Original average density of connected component: 0.24445392444490033


In [75]:
print(f'Original modularity of connected component: {nx.community.modularity(G, comps)}')

Original modularity of connected component: 0.515995032351851


### Ego-Splitting

In [54]:
dict_partions = {}
for node, community in communities.items():
    if community[0] in dict_partions:
        dict_partions[community[0]].append(node)
    else:
        dict_partions[community[0]] = [node]

In [55]:
list_partitions = [value for key, value in dict_partions.items()]

In [56]:
len(list_partitions)

1064

In [57]:
total_density = 0
for i in range(len(list_partitions)):
    total_density += nx.density(G.subgraph(list_partitions[i]))

In [74]:
print(f'Average density of communities from Ego-Splitting method: {total_density / len(list_partitions)}')

Average density of communities from Ego-Splitting method: 0.21874118390346076


In [76]:
print(f'Modularity of communities from Ego-Splitting method: {nx.community.modularity(G, list_partitions)}')

Modularity of communities from Ego-Splitting method: 0.9578064062441182


### Divide and Conquer

In [60]:
len(coms.communities)

2639

In [61]:
total_density_dcs = 0
for i in range(len(coms.communities)):
    total_density_dcs += nx.density(G.subgraph(coms.communities[i]))

In [79]:
print(f'Average density of communities from Divide and Conquer method: {total_density_dcs / len(coms.communities)}')

Average density of communities from Divide and Conquer method: 0.22013157973606476


In [80]:
print(f'Modularity of communities from Divide and Conquer method: {evaluation.modularity_overlap(G, coms).score}')

Modularity of communities from Divide and Conquer method: 0.18262903900975913


### Parallel Louvain Method

In [64]:
len(coms_plm.getSubsetIds())

1026

In [65]:
community_ids = list(coms_plm.getSubsetIds())

In [66]:
total_density_plm = 0
list_partitions_plm = []
for i in range(len(community_ids)):
    list_members = list(coms_plm.getMembers(community_ids[i]))
    total_density_plm += nx.density(G.subgraph(list_members))
    list_partitions_plm.append(list_members)


In [82]:
print(f'Average density of communities from Parallel Louvain method: {total_density_plm / len(community_ids)}')

Average density of communities from Parallel Louvain method: 0.22543418467089574


In [81]:
print(f'Modularity of communities from Parallel Louvain method: {nx.community.modularity(G, list_partitions_plm)}')

Modularity of communities from Parallel Louvain method: 0.9592545239957949


## Part 4: Summary

This notebook is exploratory and has covered a few community detection methods implemented across different libraries. The methods explored here are divisive methods that removes edges and clusters of more densely connected nodes are formed.

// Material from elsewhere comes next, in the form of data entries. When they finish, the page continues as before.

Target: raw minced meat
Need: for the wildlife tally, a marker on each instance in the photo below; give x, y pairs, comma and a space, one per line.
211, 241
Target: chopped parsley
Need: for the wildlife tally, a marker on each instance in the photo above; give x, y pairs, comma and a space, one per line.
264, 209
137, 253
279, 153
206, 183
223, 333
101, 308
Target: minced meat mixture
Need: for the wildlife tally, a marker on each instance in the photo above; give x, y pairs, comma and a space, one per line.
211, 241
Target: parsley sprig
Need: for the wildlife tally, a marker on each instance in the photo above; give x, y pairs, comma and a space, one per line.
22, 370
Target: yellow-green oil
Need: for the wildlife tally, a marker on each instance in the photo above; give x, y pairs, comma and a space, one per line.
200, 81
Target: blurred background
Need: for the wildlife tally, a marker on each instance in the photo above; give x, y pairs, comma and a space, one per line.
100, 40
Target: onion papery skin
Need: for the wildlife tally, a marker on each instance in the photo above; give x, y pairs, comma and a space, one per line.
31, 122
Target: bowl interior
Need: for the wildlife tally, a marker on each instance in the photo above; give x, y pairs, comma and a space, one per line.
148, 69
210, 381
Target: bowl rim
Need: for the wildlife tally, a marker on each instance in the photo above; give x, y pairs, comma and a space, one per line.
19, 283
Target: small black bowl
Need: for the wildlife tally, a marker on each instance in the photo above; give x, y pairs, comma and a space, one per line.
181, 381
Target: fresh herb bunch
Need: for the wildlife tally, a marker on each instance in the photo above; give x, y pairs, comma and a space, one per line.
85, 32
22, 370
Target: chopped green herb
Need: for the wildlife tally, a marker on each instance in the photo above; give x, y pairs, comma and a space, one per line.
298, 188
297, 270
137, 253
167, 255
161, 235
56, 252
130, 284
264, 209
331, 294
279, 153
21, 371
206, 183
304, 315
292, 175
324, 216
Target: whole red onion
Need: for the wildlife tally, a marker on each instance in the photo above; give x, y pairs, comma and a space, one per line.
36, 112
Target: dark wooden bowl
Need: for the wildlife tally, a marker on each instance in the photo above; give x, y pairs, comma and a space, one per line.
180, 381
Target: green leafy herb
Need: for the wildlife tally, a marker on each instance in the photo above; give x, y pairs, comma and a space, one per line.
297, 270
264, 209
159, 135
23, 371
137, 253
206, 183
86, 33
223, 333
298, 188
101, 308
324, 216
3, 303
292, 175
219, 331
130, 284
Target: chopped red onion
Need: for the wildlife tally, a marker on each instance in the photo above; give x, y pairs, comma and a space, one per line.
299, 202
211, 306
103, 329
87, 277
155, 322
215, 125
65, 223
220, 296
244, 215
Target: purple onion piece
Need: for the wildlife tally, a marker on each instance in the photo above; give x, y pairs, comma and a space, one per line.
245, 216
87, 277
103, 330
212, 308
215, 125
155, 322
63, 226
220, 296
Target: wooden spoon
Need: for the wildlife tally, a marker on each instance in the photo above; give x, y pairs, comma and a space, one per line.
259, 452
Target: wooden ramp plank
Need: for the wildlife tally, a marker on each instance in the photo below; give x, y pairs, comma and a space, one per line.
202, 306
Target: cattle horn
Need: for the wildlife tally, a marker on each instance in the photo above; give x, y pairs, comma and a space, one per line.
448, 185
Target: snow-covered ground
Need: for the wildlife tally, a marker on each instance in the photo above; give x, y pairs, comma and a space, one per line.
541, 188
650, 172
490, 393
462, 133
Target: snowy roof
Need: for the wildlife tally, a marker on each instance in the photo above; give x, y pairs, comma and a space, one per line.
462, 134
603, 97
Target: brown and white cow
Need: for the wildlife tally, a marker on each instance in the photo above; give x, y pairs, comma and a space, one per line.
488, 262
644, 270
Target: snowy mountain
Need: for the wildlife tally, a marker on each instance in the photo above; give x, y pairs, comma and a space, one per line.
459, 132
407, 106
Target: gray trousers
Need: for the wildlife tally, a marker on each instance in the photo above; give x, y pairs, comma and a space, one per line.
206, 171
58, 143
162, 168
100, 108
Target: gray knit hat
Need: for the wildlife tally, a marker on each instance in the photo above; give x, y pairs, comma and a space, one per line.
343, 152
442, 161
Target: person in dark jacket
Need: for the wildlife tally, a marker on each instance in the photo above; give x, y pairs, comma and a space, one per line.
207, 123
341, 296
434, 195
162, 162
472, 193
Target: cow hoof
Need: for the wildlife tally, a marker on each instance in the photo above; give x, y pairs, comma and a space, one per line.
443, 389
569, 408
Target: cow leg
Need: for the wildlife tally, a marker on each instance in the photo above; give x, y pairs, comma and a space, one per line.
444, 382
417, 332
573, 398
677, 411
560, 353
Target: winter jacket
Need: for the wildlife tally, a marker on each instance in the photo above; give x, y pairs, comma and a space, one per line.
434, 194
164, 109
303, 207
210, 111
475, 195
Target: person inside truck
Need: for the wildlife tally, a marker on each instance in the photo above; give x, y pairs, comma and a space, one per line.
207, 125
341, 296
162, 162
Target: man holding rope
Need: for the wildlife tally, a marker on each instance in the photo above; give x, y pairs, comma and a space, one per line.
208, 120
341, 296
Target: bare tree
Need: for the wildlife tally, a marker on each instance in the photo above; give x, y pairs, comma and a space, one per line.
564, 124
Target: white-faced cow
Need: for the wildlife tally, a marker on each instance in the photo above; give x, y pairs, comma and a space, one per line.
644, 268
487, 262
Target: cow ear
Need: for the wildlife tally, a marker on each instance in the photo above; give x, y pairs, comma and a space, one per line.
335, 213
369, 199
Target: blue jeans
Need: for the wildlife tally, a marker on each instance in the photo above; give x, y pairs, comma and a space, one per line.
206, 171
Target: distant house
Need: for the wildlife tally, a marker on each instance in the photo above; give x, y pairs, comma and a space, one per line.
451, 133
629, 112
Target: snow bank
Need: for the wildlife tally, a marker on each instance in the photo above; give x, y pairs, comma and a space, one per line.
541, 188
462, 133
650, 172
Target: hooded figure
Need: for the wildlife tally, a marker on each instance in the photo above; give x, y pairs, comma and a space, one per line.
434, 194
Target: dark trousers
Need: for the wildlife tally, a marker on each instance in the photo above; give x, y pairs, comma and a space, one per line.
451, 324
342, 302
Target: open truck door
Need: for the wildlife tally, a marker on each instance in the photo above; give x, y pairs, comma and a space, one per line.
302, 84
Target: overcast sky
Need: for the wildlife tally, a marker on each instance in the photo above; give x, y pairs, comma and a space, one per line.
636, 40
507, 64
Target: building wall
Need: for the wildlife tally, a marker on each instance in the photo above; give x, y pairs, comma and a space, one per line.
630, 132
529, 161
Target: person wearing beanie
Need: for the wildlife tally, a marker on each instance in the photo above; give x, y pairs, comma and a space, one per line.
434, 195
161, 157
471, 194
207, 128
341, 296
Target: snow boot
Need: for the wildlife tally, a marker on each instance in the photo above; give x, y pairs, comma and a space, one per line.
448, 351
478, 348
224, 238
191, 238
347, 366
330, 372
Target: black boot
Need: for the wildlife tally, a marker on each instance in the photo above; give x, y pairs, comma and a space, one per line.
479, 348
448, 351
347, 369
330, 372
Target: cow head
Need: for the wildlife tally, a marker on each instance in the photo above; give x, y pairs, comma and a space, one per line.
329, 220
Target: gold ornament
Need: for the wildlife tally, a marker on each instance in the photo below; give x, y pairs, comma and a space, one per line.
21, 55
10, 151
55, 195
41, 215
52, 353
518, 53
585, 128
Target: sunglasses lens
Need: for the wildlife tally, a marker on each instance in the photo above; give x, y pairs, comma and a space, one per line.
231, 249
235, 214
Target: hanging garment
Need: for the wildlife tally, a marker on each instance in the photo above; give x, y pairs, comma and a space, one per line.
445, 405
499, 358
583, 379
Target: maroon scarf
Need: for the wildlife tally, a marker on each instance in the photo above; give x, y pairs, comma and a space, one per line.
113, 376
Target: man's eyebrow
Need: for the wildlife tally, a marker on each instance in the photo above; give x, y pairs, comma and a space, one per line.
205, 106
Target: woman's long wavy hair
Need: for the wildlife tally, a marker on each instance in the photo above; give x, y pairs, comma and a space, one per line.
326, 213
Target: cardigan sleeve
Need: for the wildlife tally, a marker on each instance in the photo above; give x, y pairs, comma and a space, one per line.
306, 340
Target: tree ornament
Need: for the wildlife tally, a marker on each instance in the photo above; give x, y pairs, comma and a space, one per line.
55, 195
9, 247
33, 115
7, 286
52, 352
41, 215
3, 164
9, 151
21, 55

The aim of community detection in this network is to identify potential groupings of people and organisations with similar interests, given a network that is disjoint and often times not dense as connections between organisations might be limited.

Visual inspection is done on some communities determined by each method. Of which, the Ego-Splitting Framework, which also uses the Louvain method as its initial steps, appears favourable for this project's problem statement as it provides a good balance between forming communities with related organisations without stretching the community into too many degrees. Curiously, it did not identify any node which belonged in more than one community, despite the method allowing for overlapping.

Further evaluation using modularity across the network communities showed that the Parallel Louvain and Ego-Splitting network had the highest modularity, which could indicate that the community formed by this method has better quality for this network. Both Ego-Splitting and Parallel Louvain method had much higher modularity than the original graph. This means that the communities produced have better connectivity within the community than across communities. Divide and Conquer had even lower modularity than the baseline, which is further supported by the fact that it had the most communities formed by a large margin and visually appeared to cut the network too aggressively into small partitions. Density may also have been a less valuable metric for this network as the original graph already started with low density, and density across all three methods explored did not differ significantly.